Bloody Bloody . them little bastards look delicious dusty. now send me some f#%king salmon . you guys feel that quake out there in da water? tell Dilly I said whats up. forgot to sign up for the optimist fishing rodeo, would be in 2nd right now for king right under our yak buddy Ted Gorder from GCKFA. but no im a dumbass. im hitting up the mack attack this month for the team, wish me luck. capt.


----------



## bamasam (Sep 27, 2007)

Haha and just think that was just practice.


----------



## P8NTMIKE (Mar 31, 2008)

Real cool man.......that's gotta be as good as it get's. Congratulations D.S. good to see things turning around for you.


----------



## Tower_climber (Mar 13, 2009)

Nice pics....you're making me miss home.

I grew up in SD and worked on the local sport fishing boats when I was a kid. A great rig for huge ling cod and or sand bass when no live squid is available is taking the thawed frozen squid and "squeezing" out the guts (like squeezing a tube of tooth paste to get that last bit out)....now stick a large sardine or live anchovy (smelt if you can get them) into the cavity, hooking the live bait right in the nose right through squid. Waaa-laaah you now have "live squid". I use to use about a 4/0 or 5/0 hook on a Carolina rig and have caught many hefty fish with this rig. You can also "fly-line" ( no weight ) this bait out. It can be pretty lethal for the bigger finicky yellowtail. 

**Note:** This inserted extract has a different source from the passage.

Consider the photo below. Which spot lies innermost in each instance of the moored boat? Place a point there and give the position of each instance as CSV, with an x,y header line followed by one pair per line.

Hug the kelp along the coast just North of Crystal Pier in Pacific Beach for some nice flatties (halibut) and white sea bass. 

Congrats on the cool job! Good luck. 





Get bent and pump 'er till your spent!


----------



## Team Bloody Waters (Feb 24, 2009)

> *Tower_climber (5/22/2009)*Nice pics....you're making me miss home.
> 
> I grew up in SD and worked on the local sport fishing boats when I was a kid. A great rig for huge ling cod and or sand bass when no live squid is available is taking the thawed frozen squid and "squeezing" out the guts (like squeezing a tube of tooth paste to get that last bit out)....now stick a large sardine or live anchovy (smelt if you can get them) into the cavity, hooking the live bait right in the nose right through squid. Waaa-laaah you now have "live squid". I use to use about a 4/0 or 5/0 hook on a Carolina rig and have caught many hefty fish with this rig. You can also "fly-line" ( no weight ) this bait out. It can be pretty lethal for the bigger finicky yellowtail.
> 
> ...




Hey thats a great idea man, I'm def. gonna try that here. I've done it with dead cigs and squid in pcola. Yeah the squid haven't shown up yet, but I can't wait to buy a half scoop to fill up the live well


----------